Table 2. Initial results of models.

We test the daily images provided by the onsite database and used the following parameters as an accurate benchmark for calculating the system performance [13]:

  • True Positive (TP).

  • True Negative (TN).

  • False Positive (FP).

  • False Negative (FN).

  • Precision (P) in Eq. (1).

  • Recall (R) in Eq. (2).

  • F-Measure is a comprehensive evaluation index, which is used to understand whether two values of Precision and Recall are good, as shown in Eq. (3).

$$ \text{P} = \text{TP}/\left( {\text{TP} + \text{FP}} \right). $$
(1)
$$ \text{R} = \text{TP}/\left( {\text{TP} + \text{FN}} \right). $$
(2)
$$ {\text{F-Measure}} = \left( {2 \times {\text{P}} \times {\text{R}}} \right)/\left( {{\text{P}} + \text{R}} \right). $$
(3)

4.2 Final Test

According to Tables 3 and 4, after a seven-day training period, the highest precision and recall of the revised-SSD300 were 100% and 77.6%, respectively.
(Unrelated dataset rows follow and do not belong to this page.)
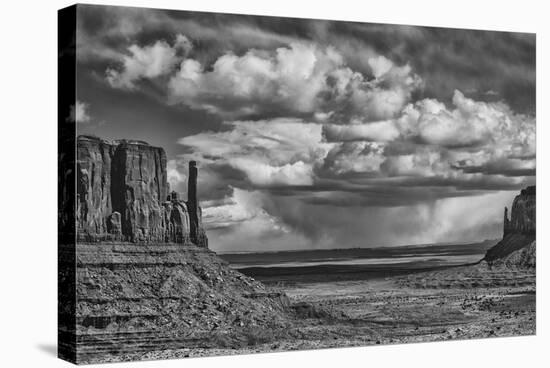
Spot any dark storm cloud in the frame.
[75,5,536,250]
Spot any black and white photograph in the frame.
[58,4,537,364]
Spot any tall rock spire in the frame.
[187,161,199,244]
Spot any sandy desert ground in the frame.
[103,263,536,360]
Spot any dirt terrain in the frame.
[90,263,536,360]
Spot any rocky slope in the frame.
[70,242,292,363]
[484,186,536,267]
[59,136,304,363]
[76,136,208,247]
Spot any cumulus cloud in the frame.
[179,118,331,186]
[74,8,536,250]
[323,121,399,142]
[106,34,193,90]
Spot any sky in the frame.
[75,5,536,252]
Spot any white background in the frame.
[0,0,550,368]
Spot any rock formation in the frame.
[76,136,208,247]
[484,186,536,267]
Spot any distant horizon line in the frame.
[214,238,501,254]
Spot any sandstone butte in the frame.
[76,136,208,247]
[58,136,293,363]
[484,186,537,267]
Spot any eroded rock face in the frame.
[504,186,537,235]
[76,136,114,234]
[77,136,208,247]
[490,186,536,266]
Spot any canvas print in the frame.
[58,5,536,364]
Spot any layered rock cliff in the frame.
[76,136,208,247]
[484,186,536,267]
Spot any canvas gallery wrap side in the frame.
[58,5,536,364]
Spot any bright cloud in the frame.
[106,35,192,90]
[67,100,92,123]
The revised-SSD600 had a better recall due to its high-resolution images. However, the combination of the revised-SSDSE600 and ResNet50 achieved the highest precision and recall rates.

Table 3. Final test results of revised-SSD300.
Table 4. Final test results of revised-SSD600.

Note that Fig. 10 shows that if we used defect bounding boxes directly from SSD for ResNet as shown in Fig. 8, the training process was hard to converge because the bounding boxes were too fitted to the defects. Therefore, we enlarged the range of the bounding boxes as shown in Fig. 9. After extending the bounding box, the training process could converge, which enabled the performance in Table 5 to be achieved.

Fig. 10.
figure 10

Train results of revised-SSD600 with ResNet50. (a) With first samples of defect. (b) With second samples of defect.

Table 5. Final test results of the combination of revised-SSDSE600 and ResNet50.

5 Conclusions

In this paper, we design a hierarchical model to build a defect detection system for steel billets. We have modified the architecture of SSD by changing the sizes of feature maps and the sizes of anchor boxes to fit the shape of defects. The experimental results demonstrate the effectiveness of the proposed method. In further work, we will collect more rust defect images, because rusty types include many variations.